After the hike with my dad I wanted to expand the history lesson to find more about this once booming north end ferry. I headed to the library to dig up the rest of the dock’s history. It took some time as the information about the Deception Pass Ferry mostly consists of a few scattered bits and pieces.

Deception Pass Ferry, a small “cup and saucer” ferry, serviced the Pass waters back in the early 1900s. Berte Olson and her husband, Agaton Olson took the automobile ferry service under their wing for 15 years from previous owners John Lang and sons, whom had acquired the tug and scow from Cornet Bay store owner Fred Vinson in 1915.

Berte Olson was recognized as not only the owner of the long-time ferry service, but also as the designer of its two boats, Deception Pass that served Whidbey and Fidalgo, and Acorn which ran from Strawberry Point to Camano Island. She was also quite possibly the first female captain in the nation. Among her skills was her aptitude at ship maintenance and skill as a construction supervisor, business manager, and pilot.

The ferry service — originally just Agaton’s fishing boat towing a scow —sailed every hour. It took a few night trips during emergencies, as needed, or because of late returners from Fidalgo Island’s Blout Point, or Yokeko Point, to Hoypus Point. The boats carried four vehicles at a time, as well as a few walk-on passengers. Unfortunately for Berte Olson and her husband, as their business prospered, the bridge was in early phases of planning. In an attempt to stop the construction of what would ultimately drown her business, Olson decided to pull out all her guns. The Olsons stood firm in opposing the bridge’s proposal bill in an ongoing six year war. Berte even tried to use her heavy political influence to get then Governor Roland Hartley to veto any bridge funding. In the end, and as we all must assume, the battle was lost. Once the bridge building commenced, there would come the time when memories of the ferry service would fade.

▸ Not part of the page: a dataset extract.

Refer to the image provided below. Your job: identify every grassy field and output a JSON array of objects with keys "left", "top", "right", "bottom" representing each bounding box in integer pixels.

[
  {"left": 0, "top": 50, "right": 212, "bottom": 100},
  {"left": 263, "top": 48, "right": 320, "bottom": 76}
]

Fortunately for the Olsons, they went on to captain other ferries in the Puget Sound area once out of business at Cornet Bay. As for the ferry itself, as last heard, it was sold to Roy Neil whom gave it the name “Favorite.”

Dorothy Neil, the late beloved historical writer of Whidbey Island and reporter for the Whidbey News-Times, also got a first glance at the end of the Deception Pass ferry when returning from delivering her first baby girl in 1935. In her book “A Bridge Over Troubled Water: The Legend of Deception Pass” she recounts boarding in Anacortes, with baby in tow, and looking out at what was then a small gap between the ends of the yet to be completed bridge. I can only imagine they looked like hands reaching out towards one another.

With what I have come to learn now and I have returned a number of times to the hidden path leading to the ferry dock remains. I sit peacefully at the inviting picnic table along the beach, and only imagine the long-lost lives and stories of the passengers of Deception Pass ferry as they boarded for the journey or departed to tasks awaiting them next.